Combining OWASP Sanitizer and Encoder
Hi,
is it possible to combine the OWASP Sanitizer and the OWASP Encoder to not remove malicious code but to encode the problematic parts from a given string, so that f.e. a script tag will do no harm and is just displayed as a text. I am asking this because I would like to deal with texts where it is not certain if they will be displayed as inner html or as "normal text".
Thank you very much for any answer ;)
I think this would be a great idea. Neither library is that large so combining them would make sense + 1
If the content is data that you want to display exactly like a user typed it in safely, then I would use the encoder.If the content is HTML that you actually want to render that’s authored by a user then you want to use the HTML sanitizer.Does that make sense to you?--Jim @./manicodeSecure Coding EducationOn Jan 19, 2024, at 5:34 AM, bmscodespace @.> wrote: Hi, is it possible to combine the OWASP Sanitizer and the OWASP Encoder to not remove malicious code but to encode the problematic parts from a given string, so that f.e. a script tag will do no harm and is just displayed as a text. I am asking this because I would like to deal with texts where it is not certain if they will be displayed as inner html or as "normal text". Thank you very much for any answer ;)

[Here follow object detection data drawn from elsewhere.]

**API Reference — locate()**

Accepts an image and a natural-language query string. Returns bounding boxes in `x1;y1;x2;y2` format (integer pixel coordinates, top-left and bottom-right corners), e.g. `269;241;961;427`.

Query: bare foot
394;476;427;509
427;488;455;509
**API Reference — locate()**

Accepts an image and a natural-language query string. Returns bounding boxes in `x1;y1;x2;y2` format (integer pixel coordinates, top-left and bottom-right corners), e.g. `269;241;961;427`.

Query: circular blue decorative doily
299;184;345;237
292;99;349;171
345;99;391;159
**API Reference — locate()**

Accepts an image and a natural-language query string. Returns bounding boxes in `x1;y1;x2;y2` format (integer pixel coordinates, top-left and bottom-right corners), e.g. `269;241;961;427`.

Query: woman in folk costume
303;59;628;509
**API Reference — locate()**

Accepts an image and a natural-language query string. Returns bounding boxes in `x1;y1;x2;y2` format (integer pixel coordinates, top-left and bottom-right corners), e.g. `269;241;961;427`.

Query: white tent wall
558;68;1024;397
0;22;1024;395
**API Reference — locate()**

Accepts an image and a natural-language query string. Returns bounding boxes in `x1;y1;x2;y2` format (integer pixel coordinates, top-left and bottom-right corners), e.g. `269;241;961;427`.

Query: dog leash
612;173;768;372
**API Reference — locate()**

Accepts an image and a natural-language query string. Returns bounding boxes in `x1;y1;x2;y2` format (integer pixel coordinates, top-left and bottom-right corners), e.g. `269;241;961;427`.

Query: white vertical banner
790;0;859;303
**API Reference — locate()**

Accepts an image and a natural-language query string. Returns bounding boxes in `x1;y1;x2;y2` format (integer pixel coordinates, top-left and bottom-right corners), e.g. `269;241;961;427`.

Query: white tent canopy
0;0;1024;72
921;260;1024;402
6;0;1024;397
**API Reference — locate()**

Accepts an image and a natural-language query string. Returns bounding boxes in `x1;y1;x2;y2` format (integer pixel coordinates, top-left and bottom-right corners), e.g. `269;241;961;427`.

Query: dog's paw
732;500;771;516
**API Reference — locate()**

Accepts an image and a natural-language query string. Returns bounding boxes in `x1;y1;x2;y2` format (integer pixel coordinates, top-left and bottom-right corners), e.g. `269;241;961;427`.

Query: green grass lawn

—Reply to this email directly, view it on GitHub, or unsubscribe.You are receiving this because you are subscribed to this thread.Message ID: @.***>
@jmanico it totally does I just find a lot of people use both these libs one for santizing HTML input and the others for sanitizing output before its send back to the browser like JSON data etc. I know in PrimeFaces we use both libraries.
Hi,
thank you for your comments. My question imagined a scenario where we don't know if a text will be displayed as inner HTML, f.e. as formatted text with lots of p tags or b tags in it, or as an ordinary data text that was f.e. typed in safely. If I sanitize the text then this might destroy a text like f.e.
A script in HTML starts with <script> and ends with </script> .
On the other hand, if I encode every string, a HTML string which we might want to display as formatted text will then be displayed as a HTML string with possible code from an attacker in it ;).
Encoding must be done at the point of output. Otherwise you run into the problem of using the wrong encoding.